Gewalthaltige Computerspiele stehen immer wieder in der Diskussion: Sind sie nun schuld an der Gewalttätigkeit von Jugendlichen? Oder sind die "Gamer" in Wirklichkeit freundliche und gesellige Menschen, denen es vor allem um strategische Herauforderungen geht? Fest steht: Über die Hälfte aller Siebenjährigen spielt regelmäßig Computerspiele, und dabei haben sogenannte Killerspiele einen hohen Stellenwert: Laut einer neuen Harvard-Studie über das Spielverhalten in den USA ist die Zahl der Jugendlichen, die ein nicht altersangemessenes Spiel regelmäßig spielen, schon auf fast 80 Prozent gestiegen. In einer Längsschnittstudie mit Berliner Schülern zur Wirkung von Computerspielen spielte bereits knapp die Hälfte der Jungen in der sechsten Klasse solche Spiele

Maria von Salisch, Entwicklungspsychologin an der Leuphana Universität Lüneburg, die Leiterin der Studie, konnte allerdings in der von ihr untersuchten Altersgruppe der Acht- bis Zwölfjährigen keine Wirkung durch Gewaltspiele feststellen: Kinder, die ohnehin aggressiver waren als die anderen, spielten zwar verstärkt Spiele wie Egoshooter, wurden aber dadurch nicht nachweislich noch aggressiver. Von Salisch fordert nun "eine bundesweite Längsschnittstudie, die bis ins Jugend- oder Erwachsenenalter reicht".
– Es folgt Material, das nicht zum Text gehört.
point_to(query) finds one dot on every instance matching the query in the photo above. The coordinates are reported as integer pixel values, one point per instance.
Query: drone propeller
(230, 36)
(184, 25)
Langzeitstudien über Medienwirkung, die sich über mindestens 15 Jahren erstrecken, gab es bislang nur fürs Fernsehen. In einer US-Studie zeigte sich beispielsweise, dass der intensive Konsum von gewalthaltigen Fernsehsendungen in der Kindheit durchaus verstärkte Aggression im Erwachsenenalter zur Folge hatte. Für die sich rasch entwickelnden interaktiven Medien fehlen solche lange laufenden Studien bisher.

In Befragungen von Schülern der siebten und achten Klasse haben die Potsdamer Psychologinnen Ingrid Müller und Barbara Krahé 2003 bis 2006 allerdings durchaus einen Zusammenhang zwischen Gewalt-Computerspielen und Aggression festgestellt: Je intensiver ihr Gewaltkonsum durch Spiele ausfiel, desto eher sahen die Schüler Aggression als normal und akzeptabel an. Das führte wiederum dazu, dass sie stärker dazu neigten, anderen feindselige Absichten zu unterstellen. Dazu stellten Müller und Krahé bei ihnen eine leichte Zunahme von aggressivem Verhalten fest: Mediengewalt sei nur einer von vielen möglichen Faktoren, die zur Gewaltbereitschaft beitragen, so die Psychologinnen. Doch es sei einer.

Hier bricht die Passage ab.